Pôle de Connaissances de l'Agriculture Biologique et Agroécologie en Afrique Centrale

Cameroun : Conduite de l’élevage des vers blancs

Le récipient utilisé doit être en plastique transparent pour permettre de contrôler de l’extérieur le comportement des insectes. Eviter le fer qui finit par rouiller en milieu humide.

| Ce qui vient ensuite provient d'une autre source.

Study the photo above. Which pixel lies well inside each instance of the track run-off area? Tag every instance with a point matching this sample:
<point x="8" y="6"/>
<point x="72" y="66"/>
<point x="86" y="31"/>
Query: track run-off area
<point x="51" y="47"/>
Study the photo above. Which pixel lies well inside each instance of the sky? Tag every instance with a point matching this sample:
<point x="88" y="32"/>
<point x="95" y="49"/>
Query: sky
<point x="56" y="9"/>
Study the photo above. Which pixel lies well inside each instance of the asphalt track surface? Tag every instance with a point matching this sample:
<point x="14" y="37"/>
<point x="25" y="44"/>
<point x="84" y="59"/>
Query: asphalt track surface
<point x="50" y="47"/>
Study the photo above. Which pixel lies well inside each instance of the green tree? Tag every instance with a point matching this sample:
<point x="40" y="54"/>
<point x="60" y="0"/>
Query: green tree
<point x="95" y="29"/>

Le bac ou le matériel dans lequel on compose le substrat est un récipient transparent et en matière plastique. La transparence du bac est un élément à ne pas négliger. Elle facilite l’appréciation du niveau de température à l’intérieur. Elle permet aussi d’observer l’intérieur du bac sans forcément l’ouvrir.
Le plastique est idéal pour la construction du bac. L’éleveur se doit d’éviter d’utiliser le bois, car il se dégrade dans un milieu humide comme ce substrat. Idem pour le fer. Il finit par rouiller et se couvrir de trous indésirables pouvant causer des blessures.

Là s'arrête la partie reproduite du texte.